With the financial state of Illinois teetering more toward bankruptcy than ever before, Governor Pat Quinn took the scalpel to state entitlement programs late this April, according to the Chicago Tribune. The hardest hit, according to Local ABC 3 will be the state’s Medicaid program, from which an estimated 215,000 people will be cut. Medicaid isn’t the only program to be effected, however—Quinn’s proposal will also raise cigarette taxes by one dollar. Quinn told ABC that he knew assembly members wouldn’t be “wildly excited” about the plan, but that “if we don’t do this, then the whole system will collapse. And if the whole system collapses, there won’t be jobs for people, so we have to make necessary steps in order to rescue the system.” 

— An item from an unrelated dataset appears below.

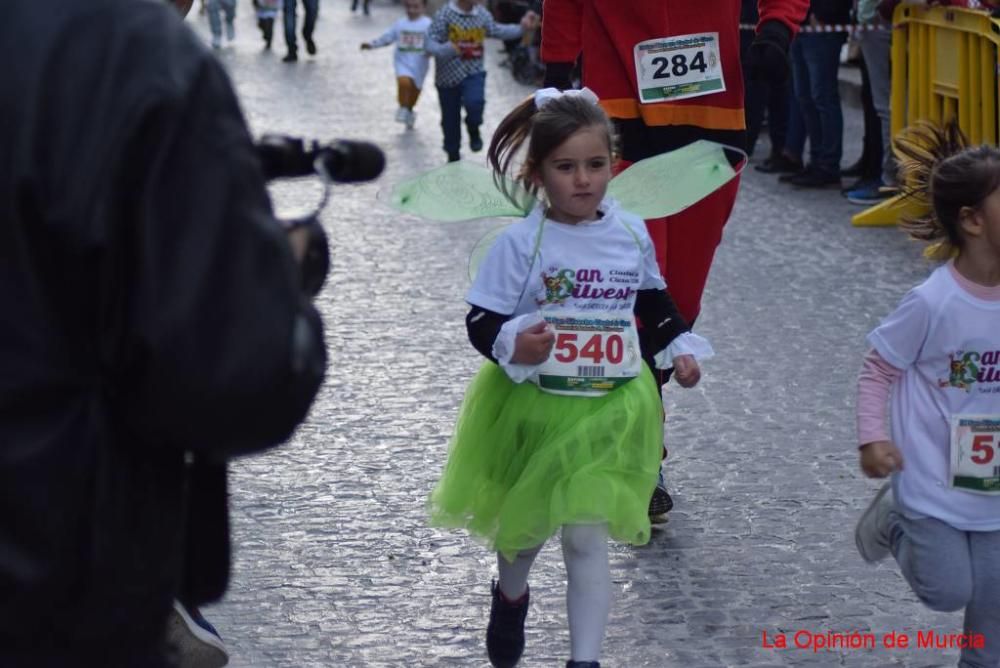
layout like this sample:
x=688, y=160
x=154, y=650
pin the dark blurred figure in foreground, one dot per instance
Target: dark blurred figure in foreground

Quinn’s proposal would cut $1.35 billion out of the system, and “reduce the rate the state pays to save another $675 million,” according to Local ABC 3. Enrollment in Illinois’ Medicaid program has steadily increased since 2007, presumably due to the economic downturn, according to federal Medicaid statistics. In 2010, there were 3,017,131 Illinois state residents enrolled in the program, creating a whopping bill of more than $15 billion. The state paid nearly 40 percent of this expense—a massive amount for a state whose unbalanced budget and money woes have left it careening toward insolvency.

According to HealthPAC, nearly half of all personal bankruptcies in the country each year are the result of medical expenses. Medicaid—an insurance program jointly funded by federal and state governments—accounted for nearly 13 percent of all health care coverage in 2006, meaning that 13 percent of all U.S. citizens fell on or below the qualifying low-income line. Reducing any state budget intended for this entitlement program could leave many at-risk families with no option but personal bankrutpcy in the event of a medical emergency.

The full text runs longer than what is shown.